Reports on the death of film tax shelters in Canada have been greatly exaggerated.
In addition to the production services tax credit, foreign producers have recently begun accessing an additional 3.3% of non-labor-based production costs spent in Canada through the Income Tax Act.
‘It is based on non-labor expenditures, therefore complementing the existing production services tax credit and providing an additional source of revenue for non-Canadian content productions that qualify for these credits,’ says Jeff Rayman of Equicap Financial, one of the Canadian companies working with foreign producers to structure their productions to take advantage of the tax benefit.

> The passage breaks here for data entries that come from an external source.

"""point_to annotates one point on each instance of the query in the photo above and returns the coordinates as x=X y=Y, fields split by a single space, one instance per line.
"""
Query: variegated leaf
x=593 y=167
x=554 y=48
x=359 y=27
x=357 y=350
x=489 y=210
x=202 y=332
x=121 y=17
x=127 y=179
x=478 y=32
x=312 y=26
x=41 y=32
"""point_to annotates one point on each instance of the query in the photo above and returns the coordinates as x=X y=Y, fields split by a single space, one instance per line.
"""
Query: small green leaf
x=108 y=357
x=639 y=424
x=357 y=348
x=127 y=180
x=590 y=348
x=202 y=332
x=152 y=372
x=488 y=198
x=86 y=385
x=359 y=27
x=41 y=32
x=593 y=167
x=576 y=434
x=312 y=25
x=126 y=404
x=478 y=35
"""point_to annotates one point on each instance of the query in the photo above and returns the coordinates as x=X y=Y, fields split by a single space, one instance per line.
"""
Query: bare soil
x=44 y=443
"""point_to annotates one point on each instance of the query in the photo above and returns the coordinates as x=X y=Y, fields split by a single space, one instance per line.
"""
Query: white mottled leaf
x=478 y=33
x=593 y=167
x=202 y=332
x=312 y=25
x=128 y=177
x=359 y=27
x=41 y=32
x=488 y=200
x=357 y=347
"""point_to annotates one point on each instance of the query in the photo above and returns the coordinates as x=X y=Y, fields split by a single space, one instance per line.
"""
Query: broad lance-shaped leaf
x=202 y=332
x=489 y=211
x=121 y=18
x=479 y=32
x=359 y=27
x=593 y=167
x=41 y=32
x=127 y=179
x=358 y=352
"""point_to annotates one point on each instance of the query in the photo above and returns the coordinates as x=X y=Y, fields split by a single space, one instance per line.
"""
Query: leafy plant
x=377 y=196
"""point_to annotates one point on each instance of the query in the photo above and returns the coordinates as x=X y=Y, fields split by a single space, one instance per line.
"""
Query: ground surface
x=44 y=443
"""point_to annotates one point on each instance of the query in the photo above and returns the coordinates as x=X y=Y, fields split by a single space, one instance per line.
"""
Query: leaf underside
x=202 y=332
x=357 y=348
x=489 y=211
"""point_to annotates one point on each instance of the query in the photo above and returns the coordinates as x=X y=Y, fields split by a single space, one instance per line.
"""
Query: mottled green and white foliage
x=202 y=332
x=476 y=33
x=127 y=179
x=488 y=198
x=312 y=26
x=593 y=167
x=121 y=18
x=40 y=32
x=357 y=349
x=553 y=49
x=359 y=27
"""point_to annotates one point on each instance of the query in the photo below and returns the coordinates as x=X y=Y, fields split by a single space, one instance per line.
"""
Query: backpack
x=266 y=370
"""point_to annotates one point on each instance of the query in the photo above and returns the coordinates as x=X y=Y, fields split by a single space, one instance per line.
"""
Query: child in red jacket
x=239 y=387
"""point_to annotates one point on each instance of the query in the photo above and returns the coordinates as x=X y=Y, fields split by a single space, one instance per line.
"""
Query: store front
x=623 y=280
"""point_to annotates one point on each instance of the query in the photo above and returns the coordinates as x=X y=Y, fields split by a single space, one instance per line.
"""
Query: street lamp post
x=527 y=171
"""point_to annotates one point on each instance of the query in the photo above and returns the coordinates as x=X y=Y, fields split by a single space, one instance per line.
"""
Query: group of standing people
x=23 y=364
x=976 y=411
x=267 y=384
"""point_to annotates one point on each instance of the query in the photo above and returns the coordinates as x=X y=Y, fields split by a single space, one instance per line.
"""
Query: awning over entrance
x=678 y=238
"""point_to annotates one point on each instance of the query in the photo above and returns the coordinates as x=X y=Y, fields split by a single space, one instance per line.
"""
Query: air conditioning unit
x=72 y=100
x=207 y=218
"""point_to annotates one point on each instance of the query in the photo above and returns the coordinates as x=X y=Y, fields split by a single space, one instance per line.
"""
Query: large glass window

Several American producers and high-profile Canadian entertainment lawyers also confirm that they are aware of this new tax shelter, but will not speak about it on the record. They say this particular tax benefit has been discovered only recently, in December 1998, but is already being used frequently by American producers shooting in Canada. They say the money is being accessed through a small window left open when the previous production service tax shelters were closed down in 1997.
The transaction structure has been endorsed by advance rulings from Revenue Canada on several occasions and is therefore legal under current tax policy.
According to several sources, information about the new tax benefit has been kept low profile due to the possibility that Revenue Canada would amend tax laws and shut it down because of the government’s hostility towards anything resembling a tax shelter.
They note that at a time when the production services tax credit is under attack and American actors are facing increased taxation, the loss of this new incentive would provide further fuel to drive American producers out of Canada. They say the additional financial benefit is a crucial part of keeping foreign production in Canada at a time when other countries are vying to attract this work and hundreds of millions of dollars and jobs in the Canadian service industry are at stake if this benefit is jeopardized.